Mientras subían el equipaje al avión privado, Aldana se puso una gorra de béisbol y levantó la vista hacia el hombre que la miraba con cara de pocos amigos.
—Tienes que tomarte la medicina herbal todos los días.
Ella misma había preparado la fórmula, que ayudaba a que las heridas sanaran más rápido.
—Sí. —Aunque Rogelio no estaba contento, asintió obedientemente.
—En cuanto a la gente de la Alianza del Cracker... —Aldana se puso unas gafas de sol, con un aire imponente—. No los necesitaré por ahora. Yo sola soy suficiente.
—¿Vas a entrar sola en la Escuela de Cazadores?
Rogelio apretó los labios, con el rostro lleno de preocupación.
—¿Hay algún problema? —Aldana esbozó una sonrisa un tanto maliciosa—. Ya lo hice cuando tenía diez años. Esta vez será como volver a casa.
¿Volver a casa?
¿Llamaba «volver a casa» a ir a ese infierno en la tierra que era la Escuela de Cazadores?
¡Qué chica tan audaz!
—Llámame si necesitas algo —dijo Rogelio con voz ronca, mientras le arreglaba la gorra con ternura.
—De acuerdo.
Aldana se echó la mochila al hombro con un gesto resuelto y caminó a grandes zancadas hacia el avión.
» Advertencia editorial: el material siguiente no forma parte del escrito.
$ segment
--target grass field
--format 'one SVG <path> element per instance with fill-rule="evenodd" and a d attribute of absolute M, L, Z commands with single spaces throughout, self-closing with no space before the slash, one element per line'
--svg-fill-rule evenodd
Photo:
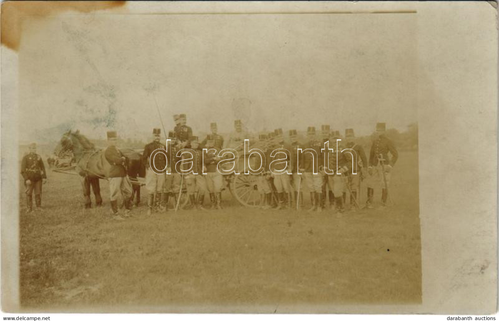
<path fill-rule="evenodd" d="M 117 221 L 107 182 L 105 206 L 85 210 L 78 178 L 49 174 L 42 211 L 25 213 L 20 192 L 25 309 L 421 302 L 416 152 L 393 169 L 394 206 L 341 218 L 244 208 L 228 192 L 220 212 L 147 217 L 144 190 L 134 216 Z"/>

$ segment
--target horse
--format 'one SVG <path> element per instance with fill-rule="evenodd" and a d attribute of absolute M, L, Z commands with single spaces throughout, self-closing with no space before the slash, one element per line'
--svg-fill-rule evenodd
<path fill-rule="evenodd" d="M 132 149 L 120 149 L 126 157 L 128 166 L 127 173 L 131 178 L 144 177 L 145 167 L 142 164 L 141 154 Z M 59 156 L 72 153 L 76 163 L 75 169 L 80 177 L 85 208 L 92 207 L 90 189 L 93 192 L 95 205 L 102 205 L 99 180 L 108 179 L 111 165 L 104 157 L 105 150 L 96 148 L 90 140 L 79 130 L 65 133 L 55 148 L 55 154 Z M 135 187 L 135 186 L 134 187 Z M 140 188 L 140 185 L 138 186 Z"/>

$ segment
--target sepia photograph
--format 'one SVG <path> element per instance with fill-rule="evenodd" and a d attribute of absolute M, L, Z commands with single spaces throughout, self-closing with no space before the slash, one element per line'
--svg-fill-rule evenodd
<path fill-rule="evenodd" d="M 413 2 L 9 2 L 14 310 L 424 312 Z"/>

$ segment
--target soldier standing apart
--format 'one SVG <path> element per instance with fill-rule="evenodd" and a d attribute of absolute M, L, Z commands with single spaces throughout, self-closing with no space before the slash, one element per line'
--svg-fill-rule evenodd
<path fill-rule="evenodd" d="M 212 137 L 213 138 L 213 145 L 215 148 L 222 149 L 224 148 L 224 137 L 218 134 L 218 128 L 217 126 L 216 122 L 212 122 L 210 124 L 210 129 L 212 132 Z M 208 136 L 203 139 L 201 142 L 201 147 L 202 148 L 206 146 L 206 142 L 208 140 Z"/>
<path fill-rule="evenodd" d="M 125 166 L 126 158 L 116 147 L 117 136 L 116 131 L 107 132 L 109 145 L 104 152 L 104 157 L 111 166 L 107 177 L 109 180 L 109 198 L 111 201 L 111 215 L 113 218 L 122 220 L 118 213 L 118 196 L 121 193 L 125 205 L 125 217 L 130 216 L 130 198 L 132 196 L 132 184 L 127 176 Z"/>
<path fill-rule="evenodd" d="M 364 147 L 360 144 L 356 142 L 355 135 L 354 133 L 353 128 L 347 128 L 345 130 L 345 142 L 347 148 L 352 149 L 355 152 L 353 154 L 356 158 L 357 166 L 356 168 L 353 168 L 353 173 L 356 174 L 349 175 L 350 178 L 350 188 L 352 191 L 352 194 L 350 198 L 350 206 L 351 209 L 355 209 L 355 204 L 352 202 L 352 198 L 355 198 L 357 203 L 359 203 L 358 196 L 360 195 L 360 181 L 364 177 L 363 167 L 367 164 L 367 158 L 366 157 L 366 153 L 364 151 Z M 359 194 L 357 194 L 358 191 Z"/>
<path fill-rule="evenodd" d="M 263 210 L 270 209 L 272 204 L 272 193 L 270 186 L 268 184 L 268 172 L 266 156 L 270 154 L 270 152 L 267 148 L 267 143 L 265 141 L 267 139 L 267 135 L 265 134 L 260 134 L 258 136 L 258 148 L 263 152 L 261 155 L 261 159 L 258 157 L 256 157 L 255 159 L 255 167 L 256 168 L 263 168 L 263 170 L 261 173 L 258 174 L 257 180 L 257 187 L 258 191 L 260 193 L 260 203 L 261 204 L 261 207 Z"/>
<path fill-rule="evenodd" d="M 153 141 L 144 147 L 144 153 L 142 154 L 142 160 L 146 165 L 146 189 L 148 193 L 147 215 L 151 215 L 152 213 L 153 207 L 157 211 L 163 209 L 161 193 L 167 165 L 166 146 L 160 142 L 161 129 L 154 128 L 153 136 Z M 155 152 L 157 149 L 163 150 Z M 152 159 L 151 159 L 151 156 Z M 152 169 L 151 166 L 154 168 Z"/>
<path fill-rule="evenodd" d="M 321 140 L 321 143 L 322 144 L 322 147 L 324 146 L 324 143 L 326 142 L 329 139 L 329 135 L 331 133 L 331 127 L 329 125 L 322 125 L 320 126 L 320 134 L 322 137 L 322 140 Z M 328 175 L 324 176 L 324 181 L 322 182 L 322 194 L 321 194 L 322 197 L 320 199 L 320 208 L 322 210 L 324 210 L 326 208 L 326 199 L 327 198 L 328 195 L 329 197 L 329 204 L 332 206 L 334 204 L 334 196 L 332 194 L 332 191 L 331 189 L 329 189 L 329 194 L 328 194 L 326 192 L 327 192 L 327 189 L 329 187 L 327 180 L 328 180 Z"/>
<path fill-rule="evenodd" d="M 315 152 L 312 153 L 311 151 L 304 150 L 302 152 L 303 164 L 299 166 L 303 166 L 305 182 L 310 193 L 312 206 L 308 211 L 320 212 L 320 199 L 322 194 L 324 172 L 323 170 L 319 170 L 323 167 L 324 157 L 321 151 L 322 147 L 320 143 L 317 143 L 315 140 L 315 127 L 309 127 L 307 128 L 307 136 L 308 143 L 306 149 L 312 149 Z"/>
<path fill-rule="evenodd" d="M 186 185 L 189 193 L 191 208 L 196 207 L 197 210 L 205 210 L 203 206 L 206 192 L 206 181 L 203 175 L 203 150 L 199 148 L 199 139 L 197 136 L 191 137 L 191 149 L 194 151 L 193 154 L 193 173 L 186 175 Z M 196 192 L 198 192 L 196 199 Z"/>
<path fill-rule="evenodd" d="M 369 177 L 367 183 L 367 201 L 366 206 L 368 208 L 373 208 L 374 197 L 374 188 L 380 185 L 381 190 L 381 205 L 385 206 L 388 197 L 387 187 L 390 185 L 390 172 L 399 157 L 398 152 L 395 144 L 385 135 L 386 124 L 378 122 L 376 125 L 374 139 L 369 152 L 369 167 L 368 171 Z M 391 159 L 388 157 L 388 153 Z M 384 175 L 383 169 L 384 168 Z M 386 180 L 386 185 L 385 185 Z"/>
<path fill-rule="evenodd" d="M 168 132 L 170 142 L 167 142 L 168 146 L 166 153 L 167 160 L 170 166 L 170 173 L 165 174 L 164 182 L 163 184 L 163 194 L 161 196 L 161 208 L 165 212 L 168 211 L 168 202 L 170 197 L 173 196 L 174 204 L 177 205 L 180 189 L 180 174 L 177 172 L 177 163 L 180 161 L 180 157 L 177 157 L 177 152 L 179 149 L 179 145 L 176 144 L 177 139 L 175 132 L 170 130 Z"/>
<path fill-rule="evenodd" d="M 24 180 L 26 189 L 26 205 L 27 212 L 33 210 L 33 192 L 36 210 L 41 209 L 41 185 L 46 183 L 47 174 L 41 156 L 36 154 L 36 144 L 29 144 L 29 153 L 22 157 L 21 175 Z"/>
<path fill-rule="evenodd" d="M 329 190 L 333 191 L 335 195 L 334 205 L 336 206 L 336 214 L 338 214 L 345 211 L 345 200 L 346 198 L 347 184 L 348 184 L 348 175 L 352 169 L 352 158 L 349 153 L 341 152 L 343 150 L 343 142 L 337 141 L 338 149 L 336 149 L 337 140 L 340 138 L 336 131 L 332 132 L 329 140 L 329 148 L 333 151 L 328 151 L 328 159 L 330 171 L 332 174 L 328 173 L 328 183 Z"/>
<path fill-rule="evenodd" d="M 302 174 L 298 174 L 298 164 L 303 166 L 303 154 L 298 153 L 298 148 L 304 148 L 301 144 L 298 142 L 298 132 L 296 129 L 289 130 L 289 140 L 291 141 L 291 147 L 290 148 L 291 152 L 291 172 L 292 178 L 293 179 L 293 189 L 294 190 L 294 205 L 296 205 L 297 200 L 301 205 L 303 204 L 303 187 L 304 186 L 303 184 L 303 180 L 302 179 Z M 299 196 L 298 195 L 299 191 Z M 298 206 L 302 207 L 301 205 Z"/>
<path fill-rule="evenodd" d="M 185 113 L 181 113 L 179 116 L 179 125 L 175 126 L 174 131 L 175 132 L 175 137 L 177 143 L 180 144 L 179 149 L 190 148 L 191 144 L 189 138 L 192 136 L 192 128 L 186 125 L 187 116 Z"/>
<path fill-rule="evenodd" d="M 274 131 L 275 134 L 274 141 L 275 143 L 273 144 L 274 150 L 270 153 L 270 158 L 267 161 L 270 164 L 274 159 L 284 159 L 287 160 L 287 166 L 286 163 L 281 161 L 273 166 L 272 168 L 273 172 L 276 171 L 282 171 L 285 170 L 286 171 L 280 174 L 272 173 L 274 178 L 274 186 L 277 191 L 277 197 L 279 200 L 279 207 L 278 209 L 284 210 L 287 208 L 290 200 L 289 194 L 291 192 L 291 167 L 290 159 L 291 155 L 287 146 L 284 143 L 284 137 L 282 135 L 282 129 L 278 128 Z M 280 150 L 278 153 L 275 151 L 277 149 Z M 286 172 L 289 172 L 288 174 Z"/>
<path fill-rule="evenodd" d="M 206 171 L 205 179 L 206 180 L 206 187 L 210 193 L 210 200 L 212 203 L 212 209 L 220 210 L 222 200 L 222 188 L 223 182 L 222 174 L 218 170 L 217 167 L 221 160 L 217 155 L 220 151 L 215 147 L 214 137 L 208 135 L 206 142 L 207 152 L 203 151 L 203 157 Z M 210 150 L 212 149 L 212 150 Z M 215 151 L 213 150 L 215 149 Z"/>

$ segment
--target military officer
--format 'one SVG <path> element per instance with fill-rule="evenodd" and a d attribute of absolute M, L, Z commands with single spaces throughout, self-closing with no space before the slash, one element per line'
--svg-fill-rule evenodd
<path fill-rule="evenodd" d="M 243 122 L 241 119 L 234 120 L 234 129 L 235 131 L 233 132 L 229 137 L 228 147 L 236 150 L 243 149 L 244 148 L 245 139 L 250 138 L 248 132 L 243 130 Z"/>
<path fill-rule="evenodd" d="M 324 143 L 329 140 L 330 133 L 330 126 L 329 125 L 322 125 L 320 126 L 320 135 L 322 138 L 321 142 L 322 144 L 321 148 L 323 148 Z M 333 192 L 331 189 L 328 189 L 328 175 L 324 175 L 324 182 L 322 183 L 322 198 L 320 200 L 320 207 L 322 210 L 324 210 L 326 208 L 326 200 L 327 199 L 328 196 L 329 197 L 329 204 L 332 205 L 334 204 L 334 196 L 333 195 Z M 328 191 L 327 191 L 328 189 L 329 189 Z M 329 192 L 329 193 L 327 193 L 326 192 Z"/>
<path fill-rule="evenodd" d="M 205 179 L 206 180 L 206 187 L 210 193 L 210 200 L 212 203 L 212 209 L 220 210 L 222 209 L 222 189 L 223 185 L 223 178 L 222 174 L 218 170 L 217 167 L 219 162 L 222 159 L 217 156 L 219 149 L 215 147 L 215 137 L 212 135 L 208 135 L 208 139 L 206 142 L 206 149 L 209 150 L 214 148 L 216 150 L 207 152 L 208 151 L 203 151 L 203 160 L 204 165 L 206 168 L 206 174 Z"/>
<path fill-rule="evenodd" d="M 286 158 L 286 163 L 284 162 L 279 162 L 271 169 L 273 173 L 272 176 L 274 178 L 274 186 L 277 193 L 277 197 L 279 200 L 279 208 L 280 209 L 286 209 L 289 205 L 289 200 L 291 193 L 291 167 L 290 159 L 291 154 L 289 152 L 289 148 L 284 144 L 284 136 L 282 134 L 282 128 L 277 128 L 274 131 L 275 134 L 274 143 L 273 144 L 273 150 L 279 149 L 283 151 L 285 155 L 282 152 L 278 153 L 273 153 L 273 157 L 270 157 L 268 161 L 269 163 L 273 159 Z M 272 153 L 271 152 L 271 155 Z M 286 172 L 289 172 L 288 174 L 285 172 L 280 174 L 275 173 L 276 171 L 282 171 L 285 170 Z"/>
<path fill-rule="evenodd" d="M 256 168 L 263 168 L 263 171 L 257 174 L 257 187 L 258 193 L 260 194 L 261 208 L 264 210 L 270 208 L 272 204 L 272 191 L 268 182 L 270 173 L 267 166 L 268 160 L 267 159 L 267 156 L 270 154 L 270 151 L 269 145 L 266 141 L 267 139 L 267 136 L 265 134 L 260 134 L 258 135 L 257 148 L 261 150 L 263 155 L 261 160 L 258 157 L 255 158 L 256 160 L 254 164 Z"/>
<path fill-rule="evenodd" d="M 179 117 L 179 124 L 175 126 L 174 129 L 177 143 L 180 145 L 181 149 L 190 148 L 191 144 L 189 139 L 192 136 L 192 128 L 186 124 L 187 116 L 186 114 L 181 113 Z"/>
<path fill-rule="evenodd" d="M 193 173 L 185 176 L 187 193 L 191 207 L 195 207 L 197 210 L 205 210 L 203 205 L 205 201 L 205 193 L 206 193 L 206 180 L 205 175 L 203 174 L 203 150 L 200 148 L 199 139 L 197 136 L 192 136 L 190 140 L 191 149 L 194 151 L 194 154 L 192 155 Z M 197 199 L 196 197 L 197 191 Z"/>
<path fill-rule="evenodd" d="M 356 142 L 355 135 L 353 128 L 347 128 L 345 130 L 345 143 L 347 148 L 352 149 L 355 152 L 354 157 L 356 159 L 356 168 L 354 168 L 353 173 L 356 173 L 356 174 L 349 174 L 350 179 L 350 188 L 352 191 L 352 195 L 350 195 L 350 208 L 354 209 L 355 204 L 352 204 L 352 198 L 354 198 L 357 203 L 359 202 L 358 197 L 360 194 L 357 193 L 357 191 L 360 192 L 360 181 L 363 177 L 363 167 L 368 164 L 367 158 L 366 157 L 366 153 L 364 151 L 364 147 L 362 145 Z"/>
<path fill-rule="evenodd" d="M 180 144 L 176 144 L 177 141 L 175 136 L 175 132 L 170 130 L 168 132 L 168 153 L 167 160 L 170 164 L 170 174 L 165 174 L 164 182 L 163 185 L 163 194 L 161 196 L 162 208 L 165 212 L 168 211 L 168 202 L 170 197 L 174 198 L 174 204 L 177 205 L 180 191 L 181 174 L 177 171 L 177 163 L 180 161 L 180 157 L 177 156 L 177 152 L 181 149 Z"/>
<path fill-rule="evenodd" d="M 291 177 L 293 179 L 292 188 L 294 191 L 294 204 L 296 204 L 297 200 L 300 203 L 299 206 L 303 204 L 303 180 L 302 179 L 303 174 L 298 174 L 298 166 L 299 164 L 303 165 L 303 154 L 298 153 L 298 149 L 299 148 L 304 149 L 305 147 L 298 141 L 298 132 L 296 129 L 289 130 L 289 140 L 291 142 L 290 145 L 290 150 L 291 153 L 291 171 L 292 173 Z M 299 195 L 298 193 L 299 191 Z"/>
<path fill-rule="evenodd" d="M 131 209 L 130 198 L 132 196 L 132 184 L 125 169 L 126 158 L 116 147 L 117 140 L 116 131 L 107 132 L 108 146 L 104 152 L 104 157 L 111 165 L 107 177 L 109 181 L 112 217 L 115 219 L 122 220 L 123 218 L 118 213 L 118 196 L 121 193 L 126 209 L 123 216 L 129 216 Z"/>
<path fill-rule="evenodd" d="M 312 149 L 315 152 L 314 154 L 306 151 L 302 153 L 303 176 L 310 194 L 311 207 L 309 211 L 320 212 L 322 210 L 320 200 L 322 198 L 324 172 L 319 169 L 323 167 L 324 158 L 321 151 L 322 147 L 315 138 L 315 127 L 309 127 L 307 129 L 307 137 L 308 142 L 306 149 Z M 301 166 L 300 165 L 300 167 Z"/>
<path fill-rule="evenodd" d="M 147 200 L 147 214 L 151 215 L 153 208 L 162 209 L 161 193 L 167 169 L 166 146 L 162 144 L 160 128 L 153 129 L 153 141 L 146 145 L 142 154 L 142 161 L 146 166 L 146 189 L 149 193 Z M 161 151 L 161 150 L 163 150 Z M 157 150 L 160 151 L 155 151 Z M 153 153 L 154 152 L 154 153 Z M 151 156 L 153 159 L 151 159 Z M 154 168 L 152 168 L 154 167 Z"/>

Rogelio se quedó quieto, observando cómo despegaba el avión. Luego, se giró hacia Iván y Eliseo y dijo con un tono gélido:
—Vamos.
—Jefe.
Iván y Eliseo no se movieron, y dijeron con cautela:
—La señorita Carrillo no quiere que la siga. Si aparecemos de repente, ¿qué haremos si se enoja?
—No importa.
Rogelio no se detuvo, y una sonrisa cariñosa se dibujó en sus labios.
—En el peor de los casos, dejaré que me dispare otra vez.
Total, ya tenía que recuperarse, una herida más no haría diferencia.
Iván y Eliseo no dijeron nada más y lo siguieron a toda prisa.
Ya no importaba.
Si al jefe no le importaba, ¿por qué iban a preocuparse ellos?
Al fin y al cabo, se escabullirían antes de que la señorita Carrillo se enfadara.
***
La selva amazónica, situada en América del Sur, es la selva tropical más grande y con mayor biodiversidad del mundo.
La famosa «Escuela de Cazadores» se encontraba en lo más profundo de la selva.